Die Situation in Griechenland stabilisiere sich langsam, meint Martin Wansleben im Interview mit dem Deutschlandfunk. Der Hauptgeschäftsführer des Deutschen Industrie- und Handelskammertages sagte, erste Investoren kämen in das Land zurück, aber es sei noch ein langer Weg zu gehen.

Martin Wansleben im Gespräch mit Dirk Müller | 10.01.2014
    Müller: Martin Wansleben, Hauptgeschäftsführer des Deutschen Industrie- und Handelskammertages, DIHK. Guten Morgen!
    Martin Wansleben: Morgen, Herr Müller!
    Müller: Herr Wansleben, wir haben darüber gesprochen, wie ist die Situation wirklich, wie schlimm ist es denn?
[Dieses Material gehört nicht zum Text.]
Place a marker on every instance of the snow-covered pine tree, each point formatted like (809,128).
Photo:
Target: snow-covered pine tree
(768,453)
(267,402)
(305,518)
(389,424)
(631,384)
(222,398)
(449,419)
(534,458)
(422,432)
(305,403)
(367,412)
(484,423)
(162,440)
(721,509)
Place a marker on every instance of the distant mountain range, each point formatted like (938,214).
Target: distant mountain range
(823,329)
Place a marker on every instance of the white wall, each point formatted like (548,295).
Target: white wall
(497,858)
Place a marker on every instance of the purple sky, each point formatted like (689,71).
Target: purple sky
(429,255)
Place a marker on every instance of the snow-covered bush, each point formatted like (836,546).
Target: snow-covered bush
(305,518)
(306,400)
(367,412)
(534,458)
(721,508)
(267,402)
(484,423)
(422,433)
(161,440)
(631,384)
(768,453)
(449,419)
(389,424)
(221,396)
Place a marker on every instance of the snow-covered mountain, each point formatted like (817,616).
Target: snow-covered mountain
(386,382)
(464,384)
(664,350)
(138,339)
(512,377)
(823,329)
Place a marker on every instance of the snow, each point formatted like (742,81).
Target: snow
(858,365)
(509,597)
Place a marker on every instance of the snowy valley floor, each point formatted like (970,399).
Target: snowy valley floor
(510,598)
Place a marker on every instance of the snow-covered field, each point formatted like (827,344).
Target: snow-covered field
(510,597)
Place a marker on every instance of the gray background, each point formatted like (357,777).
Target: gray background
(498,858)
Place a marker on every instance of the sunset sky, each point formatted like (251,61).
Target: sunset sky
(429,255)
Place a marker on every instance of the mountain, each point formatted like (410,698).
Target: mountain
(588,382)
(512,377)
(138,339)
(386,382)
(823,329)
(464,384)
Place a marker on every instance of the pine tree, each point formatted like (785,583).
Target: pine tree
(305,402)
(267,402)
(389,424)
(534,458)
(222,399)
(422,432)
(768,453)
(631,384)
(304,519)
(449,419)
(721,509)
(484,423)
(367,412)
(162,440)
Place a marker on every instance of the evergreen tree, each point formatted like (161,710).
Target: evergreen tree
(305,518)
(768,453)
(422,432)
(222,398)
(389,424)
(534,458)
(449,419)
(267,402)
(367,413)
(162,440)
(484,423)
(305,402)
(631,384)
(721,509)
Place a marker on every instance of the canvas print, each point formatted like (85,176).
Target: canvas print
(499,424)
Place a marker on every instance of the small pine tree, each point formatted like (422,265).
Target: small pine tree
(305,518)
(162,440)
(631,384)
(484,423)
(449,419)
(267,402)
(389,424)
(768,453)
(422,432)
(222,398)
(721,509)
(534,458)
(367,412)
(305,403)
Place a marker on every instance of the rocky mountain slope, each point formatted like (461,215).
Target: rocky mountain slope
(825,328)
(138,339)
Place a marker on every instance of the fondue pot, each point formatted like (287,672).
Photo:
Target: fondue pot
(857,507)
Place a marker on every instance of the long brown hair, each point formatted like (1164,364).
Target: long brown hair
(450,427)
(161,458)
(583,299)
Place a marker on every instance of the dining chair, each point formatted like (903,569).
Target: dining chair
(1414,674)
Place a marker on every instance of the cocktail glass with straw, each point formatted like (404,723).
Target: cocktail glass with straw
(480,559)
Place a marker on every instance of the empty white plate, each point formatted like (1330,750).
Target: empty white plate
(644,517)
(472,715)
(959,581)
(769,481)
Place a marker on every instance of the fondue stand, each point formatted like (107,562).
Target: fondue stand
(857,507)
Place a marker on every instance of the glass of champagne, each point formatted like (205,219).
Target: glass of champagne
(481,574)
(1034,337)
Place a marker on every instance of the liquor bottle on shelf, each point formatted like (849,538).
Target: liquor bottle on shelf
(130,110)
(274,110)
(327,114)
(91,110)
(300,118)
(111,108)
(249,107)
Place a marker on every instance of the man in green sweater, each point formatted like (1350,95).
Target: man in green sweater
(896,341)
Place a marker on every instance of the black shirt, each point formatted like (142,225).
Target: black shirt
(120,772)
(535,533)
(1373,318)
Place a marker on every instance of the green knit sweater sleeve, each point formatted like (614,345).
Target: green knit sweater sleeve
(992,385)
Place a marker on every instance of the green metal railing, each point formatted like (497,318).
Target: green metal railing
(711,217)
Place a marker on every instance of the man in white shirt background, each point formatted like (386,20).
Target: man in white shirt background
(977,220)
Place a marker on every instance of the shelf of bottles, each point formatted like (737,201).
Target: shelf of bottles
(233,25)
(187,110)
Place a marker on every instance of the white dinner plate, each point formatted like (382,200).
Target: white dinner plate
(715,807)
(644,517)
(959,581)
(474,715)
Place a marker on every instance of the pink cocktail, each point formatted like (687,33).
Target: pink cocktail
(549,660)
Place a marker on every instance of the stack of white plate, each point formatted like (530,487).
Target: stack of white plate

    Wansleben: Ja gut, ich meine, Griechenland musste sparen, da hilft nun mal alles gar nichts, wer zu viel Geld ausgibt, kann das auf Dauer nicht durchhalten. Die Alternative wäre ja gewesen, dass Deutsche oder andere halt das Geld zur Verfügung stellen. Wenn wir jetzt das uns angucken – Herr Vassiliadis hat das ja völlig richtig wiedergegeben –, der Abfall ist jetzt vorbei, also die Talsohle scheint erreicht zu sein.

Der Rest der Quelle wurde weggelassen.